Bonshommes dévolants
Je réalise donc une série de grandes aquarelles à dominante verte, certaines que j’appelle des Bonshommes dévolants, en référence à Alfred Jarry, un poète symboliste, célèbre pour sa farce comique et subversive, le Père Ubu, parce qu’il invente dans un de ses romans un mythe qui me plaît beaucoup. Il imagine des hommes dont la tête est attachée par un fil au reste du corps, et qui dévole, dit Jarry, en créant un joli néologisme, si par malheur le fil vient à se rompre quand ces hommes vont chercher leurs proies dans le ciel. Dévole exprime bien qu’on perd la tête, sans que cette tête perde tout à fait son identité.

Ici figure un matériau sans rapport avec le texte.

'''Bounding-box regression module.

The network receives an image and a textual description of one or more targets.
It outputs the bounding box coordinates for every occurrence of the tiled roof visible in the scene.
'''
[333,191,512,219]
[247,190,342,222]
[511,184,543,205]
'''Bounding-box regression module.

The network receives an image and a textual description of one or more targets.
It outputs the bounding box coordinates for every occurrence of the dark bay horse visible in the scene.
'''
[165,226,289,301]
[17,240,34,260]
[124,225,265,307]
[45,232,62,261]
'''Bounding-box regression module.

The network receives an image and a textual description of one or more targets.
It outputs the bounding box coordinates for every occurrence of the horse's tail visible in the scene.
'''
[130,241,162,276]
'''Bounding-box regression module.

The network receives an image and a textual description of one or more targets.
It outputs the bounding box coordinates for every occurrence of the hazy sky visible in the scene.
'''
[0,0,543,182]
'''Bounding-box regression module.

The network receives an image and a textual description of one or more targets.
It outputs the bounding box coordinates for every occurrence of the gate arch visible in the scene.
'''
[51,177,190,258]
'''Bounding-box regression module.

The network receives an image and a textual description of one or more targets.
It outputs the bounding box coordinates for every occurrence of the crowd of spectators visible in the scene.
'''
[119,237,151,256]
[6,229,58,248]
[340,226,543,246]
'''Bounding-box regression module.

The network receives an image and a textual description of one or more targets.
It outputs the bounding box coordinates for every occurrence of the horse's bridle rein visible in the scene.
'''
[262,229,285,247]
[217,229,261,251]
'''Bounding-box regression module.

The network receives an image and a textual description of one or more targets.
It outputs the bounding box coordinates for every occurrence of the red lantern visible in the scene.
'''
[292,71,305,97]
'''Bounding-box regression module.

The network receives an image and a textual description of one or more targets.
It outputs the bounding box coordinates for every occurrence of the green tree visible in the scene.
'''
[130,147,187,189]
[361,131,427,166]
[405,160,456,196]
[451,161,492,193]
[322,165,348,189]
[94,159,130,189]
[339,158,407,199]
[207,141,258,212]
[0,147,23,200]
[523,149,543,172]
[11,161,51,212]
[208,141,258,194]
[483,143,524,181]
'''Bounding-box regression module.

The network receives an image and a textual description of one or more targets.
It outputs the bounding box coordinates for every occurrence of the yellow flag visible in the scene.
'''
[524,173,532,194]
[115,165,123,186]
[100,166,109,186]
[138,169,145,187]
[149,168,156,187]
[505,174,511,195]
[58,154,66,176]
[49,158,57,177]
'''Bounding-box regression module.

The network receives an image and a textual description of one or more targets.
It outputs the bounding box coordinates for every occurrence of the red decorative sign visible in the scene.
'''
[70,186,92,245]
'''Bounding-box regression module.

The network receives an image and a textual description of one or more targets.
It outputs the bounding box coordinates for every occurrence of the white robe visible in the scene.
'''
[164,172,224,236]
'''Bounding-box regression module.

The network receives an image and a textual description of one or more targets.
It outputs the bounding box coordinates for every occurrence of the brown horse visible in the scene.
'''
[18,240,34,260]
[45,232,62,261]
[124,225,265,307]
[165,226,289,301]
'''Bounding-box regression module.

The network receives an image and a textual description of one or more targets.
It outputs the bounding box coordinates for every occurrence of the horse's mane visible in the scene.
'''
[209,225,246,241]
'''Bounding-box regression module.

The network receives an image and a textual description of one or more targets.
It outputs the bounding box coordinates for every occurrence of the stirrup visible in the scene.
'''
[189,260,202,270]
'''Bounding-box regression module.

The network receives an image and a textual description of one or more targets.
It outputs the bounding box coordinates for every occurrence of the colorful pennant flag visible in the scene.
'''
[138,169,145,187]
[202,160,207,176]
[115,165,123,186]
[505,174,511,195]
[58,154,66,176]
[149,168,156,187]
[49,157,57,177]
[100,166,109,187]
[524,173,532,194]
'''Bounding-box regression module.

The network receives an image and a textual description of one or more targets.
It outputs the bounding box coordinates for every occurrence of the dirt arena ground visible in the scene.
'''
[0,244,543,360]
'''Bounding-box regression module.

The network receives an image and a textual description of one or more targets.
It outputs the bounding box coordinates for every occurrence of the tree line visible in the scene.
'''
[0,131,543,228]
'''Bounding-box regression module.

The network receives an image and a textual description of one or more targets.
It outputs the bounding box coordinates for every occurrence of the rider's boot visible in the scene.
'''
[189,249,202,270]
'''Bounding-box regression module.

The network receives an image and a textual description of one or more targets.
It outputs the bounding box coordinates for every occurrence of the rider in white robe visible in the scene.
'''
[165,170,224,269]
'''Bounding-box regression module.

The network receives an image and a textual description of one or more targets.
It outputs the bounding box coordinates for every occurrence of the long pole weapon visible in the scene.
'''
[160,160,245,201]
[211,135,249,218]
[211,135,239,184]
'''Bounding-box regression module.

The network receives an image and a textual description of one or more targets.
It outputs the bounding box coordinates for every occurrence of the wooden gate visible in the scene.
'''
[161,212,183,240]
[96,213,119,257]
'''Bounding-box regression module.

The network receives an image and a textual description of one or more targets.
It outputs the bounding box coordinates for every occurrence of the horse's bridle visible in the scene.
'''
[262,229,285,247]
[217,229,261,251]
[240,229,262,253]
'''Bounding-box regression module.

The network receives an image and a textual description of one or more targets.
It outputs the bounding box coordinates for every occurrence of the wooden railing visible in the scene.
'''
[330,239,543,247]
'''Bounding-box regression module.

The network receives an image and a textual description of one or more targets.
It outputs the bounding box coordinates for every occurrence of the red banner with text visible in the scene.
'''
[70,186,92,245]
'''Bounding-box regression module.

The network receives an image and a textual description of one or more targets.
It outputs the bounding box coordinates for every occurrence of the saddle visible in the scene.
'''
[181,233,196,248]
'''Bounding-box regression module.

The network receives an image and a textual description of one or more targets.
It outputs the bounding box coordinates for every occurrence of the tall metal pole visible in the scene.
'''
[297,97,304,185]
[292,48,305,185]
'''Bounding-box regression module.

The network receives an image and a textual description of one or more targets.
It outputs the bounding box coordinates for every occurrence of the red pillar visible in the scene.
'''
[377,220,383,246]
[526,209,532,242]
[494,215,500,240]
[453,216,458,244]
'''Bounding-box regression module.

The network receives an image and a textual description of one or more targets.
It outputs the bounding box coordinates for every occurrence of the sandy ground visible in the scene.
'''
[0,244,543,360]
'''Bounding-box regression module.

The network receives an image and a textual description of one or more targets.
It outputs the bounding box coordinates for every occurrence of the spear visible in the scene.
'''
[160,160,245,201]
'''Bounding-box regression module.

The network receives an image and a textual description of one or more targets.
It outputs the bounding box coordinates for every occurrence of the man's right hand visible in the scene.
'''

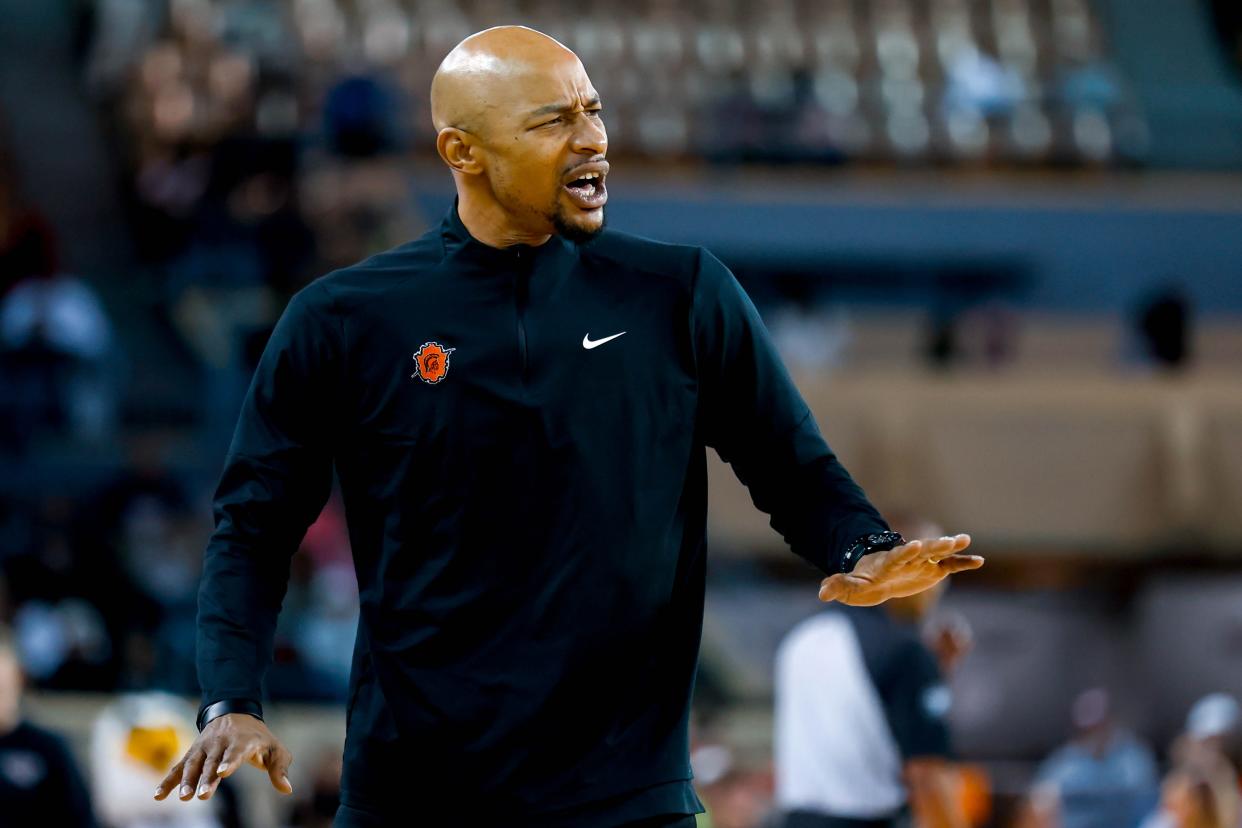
[155,713,293,802]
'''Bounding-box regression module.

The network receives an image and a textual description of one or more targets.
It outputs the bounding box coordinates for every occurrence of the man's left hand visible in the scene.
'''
[820,535,984,607]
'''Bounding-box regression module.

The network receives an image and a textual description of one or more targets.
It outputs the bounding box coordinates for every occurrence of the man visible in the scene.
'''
[0,626,96,828]
[775,524,966,828]
[156,26,982,828]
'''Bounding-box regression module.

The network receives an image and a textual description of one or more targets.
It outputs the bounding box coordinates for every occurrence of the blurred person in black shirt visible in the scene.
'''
[0,627,96,828]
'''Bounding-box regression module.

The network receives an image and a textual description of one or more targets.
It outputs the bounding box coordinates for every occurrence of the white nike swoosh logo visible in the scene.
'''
[582,330,625,350]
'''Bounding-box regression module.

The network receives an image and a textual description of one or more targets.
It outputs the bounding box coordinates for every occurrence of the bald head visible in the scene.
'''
[431,26,609,247]
[431,26,579,134]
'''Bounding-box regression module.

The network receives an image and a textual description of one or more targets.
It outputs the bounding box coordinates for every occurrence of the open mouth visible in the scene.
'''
[565,173,609,210]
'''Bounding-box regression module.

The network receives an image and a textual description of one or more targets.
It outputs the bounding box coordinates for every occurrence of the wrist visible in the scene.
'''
[195,699,263,732]
[841,531,905,572]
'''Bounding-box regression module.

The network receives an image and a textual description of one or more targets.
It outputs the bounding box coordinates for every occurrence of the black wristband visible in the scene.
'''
[195,699,263,732]
[841,531,905,572]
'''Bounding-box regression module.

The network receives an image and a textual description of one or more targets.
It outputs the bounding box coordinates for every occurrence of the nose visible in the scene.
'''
[574,112,609,155]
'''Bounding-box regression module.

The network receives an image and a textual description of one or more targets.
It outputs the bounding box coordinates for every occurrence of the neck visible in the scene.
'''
[457,187,551,247]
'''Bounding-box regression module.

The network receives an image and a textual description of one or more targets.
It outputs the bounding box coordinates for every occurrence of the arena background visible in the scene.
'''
[0,0,1242,828]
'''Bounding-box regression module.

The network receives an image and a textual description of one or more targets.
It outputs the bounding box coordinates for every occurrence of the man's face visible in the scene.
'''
[478,56,609,241]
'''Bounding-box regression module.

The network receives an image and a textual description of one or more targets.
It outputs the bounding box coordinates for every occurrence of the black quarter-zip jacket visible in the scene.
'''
[197,202,887,828]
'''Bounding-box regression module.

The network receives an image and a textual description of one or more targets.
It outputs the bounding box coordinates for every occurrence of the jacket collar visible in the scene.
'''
[440,196,574,269]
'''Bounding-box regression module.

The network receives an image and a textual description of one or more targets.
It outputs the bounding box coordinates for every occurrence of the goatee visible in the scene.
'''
[551,212,609,245]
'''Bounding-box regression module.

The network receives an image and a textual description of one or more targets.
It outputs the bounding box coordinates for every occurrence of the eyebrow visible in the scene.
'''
[528,96,600,118]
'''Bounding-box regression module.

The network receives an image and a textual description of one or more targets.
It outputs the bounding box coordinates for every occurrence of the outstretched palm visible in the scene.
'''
[820,535,984,607]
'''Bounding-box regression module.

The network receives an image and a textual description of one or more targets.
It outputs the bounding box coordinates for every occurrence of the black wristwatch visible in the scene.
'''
[841,531,905,572]
[194,699,263,732]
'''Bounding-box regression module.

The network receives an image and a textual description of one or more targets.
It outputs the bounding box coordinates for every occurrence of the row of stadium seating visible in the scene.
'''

Ces Bonshommes dévolants sont faits dans l’urgence, en dialoguant avec le grain du papier, avec l’eau, avec l’encre, avec les pigments, sans me préoccuper de bien faire, de réussir quoi que ce soit, en projetant mes idées sur la feuille de papier. Henri Michaux raconte quelque chose de semblable dans Émergences Résurgences, son autobiographie de peintre, illustrée de ses travaux, un ouvrage que j’étudie à l’époque pour écrire mon mémoire de maîtrise. C’est en voulant expérimenter les propos de Michaux que j’en viens à réaliser ces aquarelles. Devant la complexité du réel et de la réalité, ce sont juste de belles images, faites avec une idée juste en tête, je veux dire une idée qui agit et qui me fait agir, l’idée du mimétisme, et avec mon regard intérieur. Le regard intérieur, on l’emmène toujours et partout avec soi, mais pour qu’une peinture fasse sillon dans le réel, il faut que le regard intérieur se mêle aussi de rendre compte de la réalité. Je m’y emploie donc, une fois sorti des institutions psychiatriques, car ces aquarelles réalisées en institution sont encore des œuvres fermées, aux limites étroites, même si à l’intérieur de ces limites vit toute une population, prolifère toute une végétation.